3バック挑戦の現状を語った日本代表DF酒井宏樹(マルセイユ)

写真拡大

[6.5 キリンチャレンジ杯 日本0-0トリニダード・トバゴ 豊田ス]

 日本代表の森保一監督は就任15試合目にして、初めて代名詞の3バックを採用した。右ウイングバックの位置で前がかりなポジションを取ろうと試みたDF酒井宏樹(マルセイユ)は「代表戦なので結果にこだわらないといけないし、そういう意味では歯がゆい」としつつ、新たなトライを前向きに捉えた。

 トリニダード・トバゴ戦での日本のフォーメーションは4列表記で示せば3-4-2-1。9月にカタールW杯のアジア予選がスタートするため、予選前最後の親善試合でオプション布陣に着手した形だ。酒井は「今日か次の試合しかないし、監督からもそういう話があったので前向きにチャレンジした」と振り返る。

 単純に3バックと言っても、ピッチ上で見られるシステムはチームによって異なる。この日は3トップで入ってきた相手に対し、反対サイドのDF長友佑都は相手ウインガーを視野に入れた一方、酒井はウインガーを背中側に置くポジションで守備ブロックをセット。やや右前傾とも言えるような陣形が目立った。

「3バックというは最初の形だけ。試合中にどんどん変えていくのが森保さんのやり方。最初だけ3バックで、試合中には4バックにもなるし、たまに2バックにもなる」。そうした布陣の切り替えは選手たちの判断に委ねられている模様。酒井自身は「前に出られるポジションを取りつつ、緊急時は戻れるポジションを意識していた」という。

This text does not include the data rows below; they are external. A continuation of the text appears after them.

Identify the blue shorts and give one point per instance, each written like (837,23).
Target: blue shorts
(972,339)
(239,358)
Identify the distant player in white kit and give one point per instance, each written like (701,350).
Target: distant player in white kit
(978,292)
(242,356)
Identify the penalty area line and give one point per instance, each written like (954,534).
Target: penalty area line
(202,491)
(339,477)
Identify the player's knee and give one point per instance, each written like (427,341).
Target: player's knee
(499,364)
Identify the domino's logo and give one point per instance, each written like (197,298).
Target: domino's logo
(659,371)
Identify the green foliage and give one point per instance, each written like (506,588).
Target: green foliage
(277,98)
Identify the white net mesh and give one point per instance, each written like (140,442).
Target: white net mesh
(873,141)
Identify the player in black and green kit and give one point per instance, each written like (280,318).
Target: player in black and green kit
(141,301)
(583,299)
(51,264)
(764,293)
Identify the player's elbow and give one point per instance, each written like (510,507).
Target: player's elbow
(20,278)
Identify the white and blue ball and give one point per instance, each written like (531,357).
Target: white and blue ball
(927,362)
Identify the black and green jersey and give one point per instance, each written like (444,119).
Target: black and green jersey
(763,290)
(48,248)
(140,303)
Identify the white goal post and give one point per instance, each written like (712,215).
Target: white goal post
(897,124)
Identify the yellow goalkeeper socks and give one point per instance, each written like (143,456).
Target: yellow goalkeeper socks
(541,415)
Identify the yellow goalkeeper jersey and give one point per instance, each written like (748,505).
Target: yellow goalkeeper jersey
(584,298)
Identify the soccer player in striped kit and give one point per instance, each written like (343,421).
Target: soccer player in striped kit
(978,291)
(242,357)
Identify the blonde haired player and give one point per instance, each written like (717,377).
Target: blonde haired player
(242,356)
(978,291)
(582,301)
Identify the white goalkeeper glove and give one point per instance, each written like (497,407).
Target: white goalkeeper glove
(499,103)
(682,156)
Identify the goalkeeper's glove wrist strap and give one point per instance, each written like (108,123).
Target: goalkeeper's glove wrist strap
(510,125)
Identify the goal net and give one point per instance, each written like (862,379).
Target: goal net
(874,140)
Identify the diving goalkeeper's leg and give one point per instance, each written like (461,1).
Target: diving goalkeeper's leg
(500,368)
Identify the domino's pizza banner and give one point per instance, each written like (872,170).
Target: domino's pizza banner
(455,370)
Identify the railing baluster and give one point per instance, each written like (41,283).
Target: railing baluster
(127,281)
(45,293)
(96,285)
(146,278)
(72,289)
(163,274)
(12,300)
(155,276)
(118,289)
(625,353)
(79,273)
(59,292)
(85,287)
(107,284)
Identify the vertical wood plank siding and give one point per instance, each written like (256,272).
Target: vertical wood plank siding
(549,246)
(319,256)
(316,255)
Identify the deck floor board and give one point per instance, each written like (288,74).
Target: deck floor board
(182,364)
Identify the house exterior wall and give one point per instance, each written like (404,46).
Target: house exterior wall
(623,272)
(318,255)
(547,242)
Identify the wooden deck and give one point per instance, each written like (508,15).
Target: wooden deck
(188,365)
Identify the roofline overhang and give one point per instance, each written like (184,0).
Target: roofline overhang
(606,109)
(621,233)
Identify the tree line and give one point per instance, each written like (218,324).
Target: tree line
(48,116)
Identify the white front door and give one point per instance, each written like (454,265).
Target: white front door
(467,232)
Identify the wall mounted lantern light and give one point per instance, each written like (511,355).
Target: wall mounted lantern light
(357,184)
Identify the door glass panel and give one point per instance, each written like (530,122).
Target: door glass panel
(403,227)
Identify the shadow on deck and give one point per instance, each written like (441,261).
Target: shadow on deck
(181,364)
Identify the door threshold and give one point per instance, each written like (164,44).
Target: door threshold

 今回の合宿中、戦術練習に割くことができたのはわずか2日間。「初めてのフォーメーションですし、ワンテンポ考えながらプレーすると、相手もワンテンポ余裕ができる。取りきれるところもちょっと逃してしまうこともあるので、そこが自然にできればもっとできる」。ここから積み重ねていくことで、まだまだ伸び代があると捉えている。

 今冬のアジア杯決勝ではカタールの布陣を読み切れないまま敗れており、このトライには「大会決勝でいきなり変えることは難しいので、こういう試合で試せて良かった」という位置付けも。「全ては試合展開で変えていきたいので、W杯予選ではフォーメーションもそうだし、戦い方を変えていければ」。大きな見せ場を作れず終わった試合で得た手応えを、この先に待つビッグマッチに活かしていく次第だ。